Tyreek Duren

No. 23 – Club Atlético Aguada
- Position: Point guard
- League: LUB

Personal information
- Born: October 15, 1991 (age 34) Philadelphia, Pennsylvania, U.S.
- Listed height: 6 ft 0 in (1.83 m)
- Listed weight: 189 lb (86 kg)

Career information
- High school: Neumann-Goretti (Philadelphia, Pennsylvania)
- College: La Salle (2010–2014)
- NBA draft: 2014: undrafted
- Playing career: 2014–present

Career history
- 2014–2015: AEK Larnaca
- 2015–2016: Trefl Sopot
- 2016–2017: SOMB
- 2017–2018: AEK Larnaca
- 2018: Kolossos Rodou
- 2018–2019: AEK Larnaca
- 2019–2020: Panionios
- 2020–2021: ZTE
- 2021–present: Aguada

Career highlights
- 2x Cypriot League champion (2015, 2018); Cypriot Cup winner (2018); Cypriot Cup MVP (2018); Cypriot Super Cup winner (2017); Cypriot League All-Star (2017); 2× Second-team All-Atlantic 10 (2013, 2014);

= Tyreek Duren =

American basketball player

Tyreek Duren (born October 15, 1991) is an American professional basketball player for ZTE of the Hungarian League.
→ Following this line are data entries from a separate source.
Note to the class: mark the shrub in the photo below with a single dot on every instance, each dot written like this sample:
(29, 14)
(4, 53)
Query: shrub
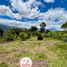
(3, 64)
(40, 37)
(23, 36)
(9, 35)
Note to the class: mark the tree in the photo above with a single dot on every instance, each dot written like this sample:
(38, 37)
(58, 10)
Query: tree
(1, 32)
(42, 25)
(33, 28)
(64, 26)
(9, 35)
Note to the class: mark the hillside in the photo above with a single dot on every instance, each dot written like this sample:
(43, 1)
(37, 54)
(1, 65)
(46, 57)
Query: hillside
(52, 50)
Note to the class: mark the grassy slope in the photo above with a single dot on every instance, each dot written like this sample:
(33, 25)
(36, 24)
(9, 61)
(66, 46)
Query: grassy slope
(54, 51)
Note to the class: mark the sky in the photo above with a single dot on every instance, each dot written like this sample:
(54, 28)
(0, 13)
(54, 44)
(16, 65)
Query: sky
(27, 13)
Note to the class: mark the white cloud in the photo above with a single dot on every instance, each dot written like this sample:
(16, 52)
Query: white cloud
(49, 1)
(25, 10)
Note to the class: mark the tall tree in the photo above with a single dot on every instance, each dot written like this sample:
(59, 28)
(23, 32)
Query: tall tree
(1, 32)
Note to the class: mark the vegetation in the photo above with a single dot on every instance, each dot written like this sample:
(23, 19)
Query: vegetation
(64, 26)
(47, 45)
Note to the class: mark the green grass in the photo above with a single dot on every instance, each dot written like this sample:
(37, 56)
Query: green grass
(53, 50)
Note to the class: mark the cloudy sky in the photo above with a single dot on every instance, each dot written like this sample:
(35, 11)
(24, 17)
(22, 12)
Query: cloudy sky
(25, 13)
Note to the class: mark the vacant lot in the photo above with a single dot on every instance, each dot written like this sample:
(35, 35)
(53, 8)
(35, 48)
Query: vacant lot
(52, 50)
The point guard attended Saints John Neumann and Maria Goretti Catholic High School in Philadelphia, Pennsylvania. He has earned Atlantic 10 Conference Second-Team recognition for two consecutive years.

Duren signed with Athletes Untapped as a private basketball coach on June 6, 2024.